One key challenge with managing RLS with oral dopamine agonists is the timing (one to two hours) required to take these agents in before the onset of the RLS symptoms, he said.
Gabapentin enacarbil and all alpha 2 delta ligands may not be recommended for people with depression, however, because some studies found that it increased depression and suicidal thoughts, particularly for younger patients. However, it is often effective for people who experience anxiety and insomnia in the setting of RLS.
Dr. Avidan said he would choose a dopamine medication if patients have problems with excessive sleepiness, gait instability, or if they have issues with obesity, because gabapentin may cause sedation and weight gain. People with refractory RLS would benefit from opioids, particularly when symptoms persist despite the use of a combination of therapies (dopamine agonist with α 2 δ ligands) .
“While physicians and patients may raise concerns about using opioids, these agents are very effective in the medical therapy of refractory RLS and can improve quality of life,” Dr. Avidan said. “Under close and regular follow-up by their physician and with proper screening for the development of side effects, opioids should not be precluded due to fear of abuse or dependence.”

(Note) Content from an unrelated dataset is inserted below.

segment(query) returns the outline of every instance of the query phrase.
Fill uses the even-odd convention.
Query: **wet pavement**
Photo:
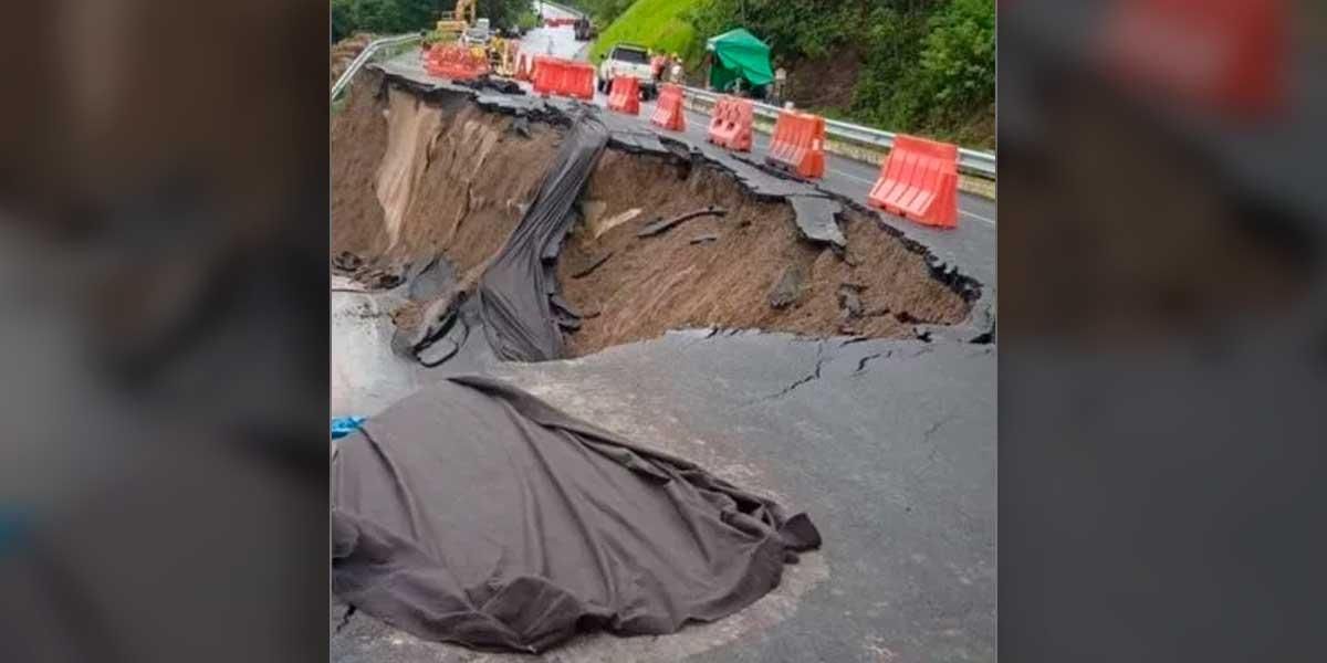
[[[571,28],[549,32],[563,30],[576,44]],[[386,69],[427,82],[417,60]],[[658,131],[645,121],[609,121],[622,131],[614,137],[638,131],[642,143],[657,142]],[[703,125],[689,122],[693,131],[683,141],[709,155],[714,149],[691,135]],[[727,154],[714,158],[754,168]],[[844,198],[857,191],[851,178],[833,172],[819,187]],[[983,203],[965,196],[961,204],[994,220],[994,206]],[[962,337],[802,339],[681,330],[535,365],[502,363],[475,349],[483,343],[467,342],[456,359],[430,370],[389,349],[387,312],[399,294],[334,290],[333,415],[372,416],[454,371],[487,373],[807,511],[824,536],[824,549],[788,568],[775,591],[717,623],[666,636],[594,634],[533,659],[994,660],[997,358],[994,345],[966,341],[994,324],[995,225],[961,221],[957,232],[940,232],[888,215],[881,223],[918,241],[945,269],[981,284],[979,306]],[[333,606],[330,629],[337,662],[532,659],[423,642],[345,606]]]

Looking at the range of options available to treat sleep disorders, not one has made a dramatic change, said Alberto Rafael Ramos, MD, MS, FAASM, FAAN, an associate professor of clinical neurology at the Miller School of Medicine at the University of Miami.
“A host of medications that have improved things for patients, particularly for insomnia, and there have been behavioral treatments that make a difference for patients,” said Dr. Ramos. “The field has evolved, and we understand more about brain mechanisms across the board.”